3

I have over a Million times snapshots files that I need to merge and create a single file/db for analysis.

My attempt to do this in the code below. first, I read a small csv from a list of URLs, takes a few columns, parse date field from text to date and writes it to a sqlite database.

while this code works well enough over a small subset of files, is too slow to iterate over a million CSVs.

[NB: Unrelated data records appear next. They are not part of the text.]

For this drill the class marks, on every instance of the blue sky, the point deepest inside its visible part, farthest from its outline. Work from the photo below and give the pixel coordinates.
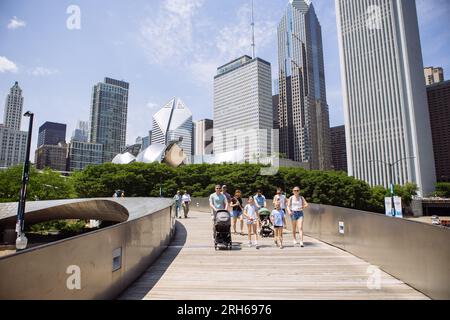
(163, 48)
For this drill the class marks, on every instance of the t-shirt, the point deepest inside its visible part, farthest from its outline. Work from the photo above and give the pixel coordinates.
(227, 195)
(239, 207)
(251, 211)
(260, 200)
(278, 216)
(282, 200)
(218, 201)
(186, 198)
(296, 204)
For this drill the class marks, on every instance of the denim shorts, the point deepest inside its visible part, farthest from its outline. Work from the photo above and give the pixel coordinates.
(236, 214)
(297, 215)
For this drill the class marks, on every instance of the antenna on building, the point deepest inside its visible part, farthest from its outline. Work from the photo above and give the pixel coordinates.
(253, 33)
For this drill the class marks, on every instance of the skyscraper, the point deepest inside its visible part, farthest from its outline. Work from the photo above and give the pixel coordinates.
(303, 111)
(81, 132)
(51, 133)
(338, 148)
(204, 137)
(13, 142)
(52, 156)
(173, 123)
(243, 108)
(109, 111)
(13, 108)
(386, 112)
(433, 75)
(439, 106)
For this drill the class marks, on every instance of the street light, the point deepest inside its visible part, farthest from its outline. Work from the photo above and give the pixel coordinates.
(391, 179)
(22, 241)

I'm not sure how to increase performance or even whether Python is the right tool for the job or not. any help in improving this code or suggestions will be much appreciated.

import pandas as pd
from sqlalchemy import create_engine
import datetime
import requests
import csv
import io

csv_database2 = create_engine('sqlite:///csv_database_test.db')

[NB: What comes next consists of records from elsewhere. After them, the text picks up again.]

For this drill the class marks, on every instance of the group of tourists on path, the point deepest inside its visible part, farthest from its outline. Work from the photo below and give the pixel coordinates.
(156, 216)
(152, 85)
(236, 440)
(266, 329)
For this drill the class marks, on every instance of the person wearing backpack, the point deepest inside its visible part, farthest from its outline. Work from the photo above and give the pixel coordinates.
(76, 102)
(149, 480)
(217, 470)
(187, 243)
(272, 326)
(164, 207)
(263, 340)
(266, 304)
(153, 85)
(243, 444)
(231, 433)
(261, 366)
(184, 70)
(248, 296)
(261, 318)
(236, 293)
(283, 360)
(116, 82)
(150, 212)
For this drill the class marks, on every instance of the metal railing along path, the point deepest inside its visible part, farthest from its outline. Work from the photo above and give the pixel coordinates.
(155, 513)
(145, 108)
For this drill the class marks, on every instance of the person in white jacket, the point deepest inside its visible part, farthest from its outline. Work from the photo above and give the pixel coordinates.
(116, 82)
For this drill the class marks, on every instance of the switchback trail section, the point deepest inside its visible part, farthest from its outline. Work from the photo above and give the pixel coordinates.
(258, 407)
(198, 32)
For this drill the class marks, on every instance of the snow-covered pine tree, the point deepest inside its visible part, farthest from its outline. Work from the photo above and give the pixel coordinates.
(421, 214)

col_num = [0,8,9,12,27,31]

with open('url.csv','r') as line_list:
     reader = csv.DictReader(line_list,)

for line in reader:

    data = requests.get(line['URL'])
    df = pd.read_csv(io.StringIO(data.text), usecols=col_num, infer_datetime_format=True)
    df.columns.values[0] = 'DateTime'
    df['ParseDateTime'] = [datetime.datetime.strptime(t, "%a %b %d %H:%M:%S %Y") for t in df.DateTime]
    df.to_sql('LineList', csv_database2, if_exists='append')
Chiyo018
  • 33
  • 2
  • A million files is a million files.. – user2864740 Feb 25 '18 at 19:40
  • Can the 'files' be "accessed locally"? Network access is *relatively slow*, and can benefit from parallelization. Can the 'files' be "pre-merged" (ie. concatenated by other tools) or "batched" (ie. by the remote server)? Can the network 'file' fetch be *separated* from the processing? -- as should be obvious, I suspect the #1 performance bottleneck is 'requests.get`. Verify and/or disprove this. – user2864740 Feb 25 '18 at 19:41
  • probably want to avoid using pandas as that's more overhead plus holding everything in memory – eagle Feb 25 '18 at 19:42
  • Consider [importing csv](https://www.sqlite.org/cvstrac/wiki?p=ImportingFiles) directly into SQLite using its CLI. Set up a PowerShell/Bash script to run through a directory. – Parfait Feb 25 '18 at 20:26

1 Answers1

1

IMHO python is well suited for this task and with simple modifications you can achieve your desired performance.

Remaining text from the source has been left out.